“Esta revolução tem rosto de mulher”: feministas venezuelanas resistem à ofensiva imperialista

30/09/2024 |

ARG Medios e Capire

Diante das tentativas de golpe e de episódios de violência após o resultado eleitoral, duas militantes feministas analisam a conjuntura venezuelana

Após as eleições, a Venezuela passou a viver um clima de violência. Muitas militantes da base do chavismo foram atacadas. Duas lideranças feministas conversaram com o portal argentino ARG Medios e com o Capire sobre isso e sobre o trabalho que têm realizado em seus territórios, comentando a realidade política do país caribenho. Tamayba Lara tem 33 anos e é militante da União Comunal da Frente Cultural de Esquerda e se considera militante da Revolução Bolivariana desde que tinha 18 anos. Já Alejandra Laprea descreve sua militância como uma matrioska [boneca russa]: é artista, cineasta, criadora artística, comunicadora e artista visual. Ela faz parte da associação Tinta Violeta, que integra a rede de coletivos La Araña Feminista e a Marcha Mundial das Mulheres, representando a região das Américas no Comitê Internacional do movimento.

Ao mencionar o papel das mulheres em seus territórios, as militantes destacam que ele é parte fundamental da construção coletiva: “nós, mulheres, temos um papel muito importante em todos os processos de construção de base nos territórios e nas mobilizações, e também é assim na Venezuela. Somos 70 ou 80% entre os porta-vozes, lideranças comunitárias e lideranças políticas de base do Partido Socialista Unido da Venezuela (PSUV)”, afirma Tamayba. Alejandra Laprea complementa: “esta revolução tem rosto de mulher, e tem também as mãos, pernas e corpos das mulheres”.

No dia 29 de junho, o Conselho Nacional Eleitoral (CNE) declarou a vitória de Nicolás Maduro como presidente por mais um mandato, com 5,15 milhões de votos (51,2%) após a apuração de 80% dos votos. Já o principal candidato opositor, Edmundo González Urrutia, teve 4,45 milhões de votos (44,2%), em um pleito que contou com a participação de 59% da população, de acordo com as informações divulgadas pelo CNE. No entanto, uma parte da oposição ainda não aceitou a derrota nas urnas e pôs em ação uma ofensiva antidemocrática muito violenta.

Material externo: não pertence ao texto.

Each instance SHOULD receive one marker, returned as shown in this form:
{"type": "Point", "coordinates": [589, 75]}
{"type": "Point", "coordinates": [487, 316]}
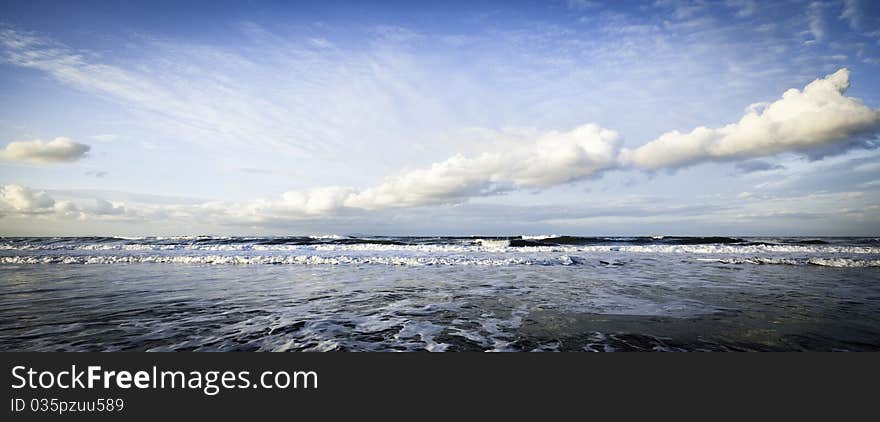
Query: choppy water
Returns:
{"type": "Point", "coordinates": [540, 293]}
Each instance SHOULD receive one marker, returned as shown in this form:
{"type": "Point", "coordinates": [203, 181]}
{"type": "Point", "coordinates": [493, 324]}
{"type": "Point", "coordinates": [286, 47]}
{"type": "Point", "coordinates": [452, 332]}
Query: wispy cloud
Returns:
{"type": "Point", "coordinates": [852, 13]}
{"type": "Point", "coordinates": [58, 150]}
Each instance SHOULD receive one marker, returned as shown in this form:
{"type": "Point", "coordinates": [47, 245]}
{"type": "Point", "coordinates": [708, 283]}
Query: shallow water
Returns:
{"type": "Point", "coordinates": [450, 294]}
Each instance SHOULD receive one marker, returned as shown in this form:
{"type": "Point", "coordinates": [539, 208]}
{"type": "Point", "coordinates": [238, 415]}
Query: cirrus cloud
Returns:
{"type": "Point", "coordinates": [58, 150]}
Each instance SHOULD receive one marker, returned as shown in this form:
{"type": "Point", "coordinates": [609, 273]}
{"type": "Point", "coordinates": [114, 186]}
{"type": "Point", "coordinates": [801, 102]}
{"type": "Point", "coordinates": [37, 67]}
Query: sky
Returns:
{"type": "Point", "coordinates": [737, 117]}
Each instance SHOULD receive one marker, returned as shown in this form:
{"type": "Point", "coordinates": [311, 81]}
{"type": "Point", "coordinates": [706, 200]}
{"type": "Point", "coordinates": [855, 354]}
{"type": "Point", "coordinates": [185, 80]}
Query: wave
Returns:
{"type": "Point", "coordinates": [822, 262]}
{"type": "Point", "coordinates": [498, 246]}
{"type": "Point", "coordinates": [293, 260]}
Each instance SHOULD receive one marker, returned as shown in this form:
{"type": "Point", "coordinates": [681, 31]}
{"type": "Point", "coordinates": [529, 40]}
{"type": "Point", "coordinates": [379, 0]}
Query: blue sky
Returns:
{"type": "Point", "coordinates": [576, 117]}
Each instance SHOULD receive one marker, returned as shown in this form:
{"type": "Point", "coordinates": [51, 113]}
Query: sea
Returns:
{"type": "Point", "coordinates": [546, 293]}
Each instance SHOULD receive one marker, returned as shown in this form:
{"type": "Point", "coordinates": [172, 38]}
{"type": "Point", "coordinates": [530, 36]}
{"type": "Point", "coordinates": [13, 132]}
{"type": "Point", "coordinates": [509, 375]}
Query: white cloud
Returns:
{"type": "Point", "coordinates": [816, 122]}
{"type": "Point", "coordinates": [541, 161]}
{"type": "Point", "coordinates": [58, 150]}
{"type": "Point", "coordinates": [21, 199]}
{"type": "Point", "coordinates": [744, 8]}
{"type": "Point", "coordinates": [550, 159]}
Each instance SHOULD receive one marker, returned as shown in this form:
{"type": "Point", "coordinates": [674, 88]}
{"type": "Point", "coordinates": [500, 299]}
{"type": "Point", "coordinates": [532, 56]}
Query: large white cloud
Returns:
{"type": "Point", "coordinates": [542, 160]}
{"type": "Point", "coordinates": [817, 121]}
{"type": "Point", "coordinates": [58, 150]}
{"type": "Point", "coordinates": [550, 159]}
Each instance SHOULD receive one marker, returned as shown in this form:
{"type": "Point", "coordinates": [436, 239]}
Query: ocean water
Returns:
{"type": "Point", "coordinates": [524, 293]}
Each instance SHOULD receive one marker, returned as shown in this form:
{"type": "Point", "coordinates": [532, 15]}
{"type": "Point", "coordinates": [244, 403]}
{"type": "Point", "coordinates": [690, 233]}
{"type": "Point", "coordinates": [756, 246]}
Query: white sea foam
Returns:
{"type": "Point", "coordinates": [283, 259]}
{"type": "Point", "coordinates": [479, 245]}
{"type": "Point", "coordinates": [824, 262]}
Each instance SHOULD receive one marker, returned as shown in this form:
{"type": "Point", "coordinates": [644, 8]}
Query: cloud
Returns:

Segundo Tamayba, essa ofensiva aconteceu nos territórios, impactando a vida das mulheres que atuam na liderança local: “Tivemos casos de mulheres assassinadas nas últimas eleições devido ao conflito eleitoral com a extrema direita, um conflito que se manifestou de diversas formas”, denuncia.

Por outro lado, Alejandra Laprea aponta que as mulheres foram “uma força mobilizadora para o voto” e também “para a conscientização e a reflexão sobre porque votamos e porque seguimos apoiando essa revolução como garantidora de paz e de um projeto de país socialista e feminista”.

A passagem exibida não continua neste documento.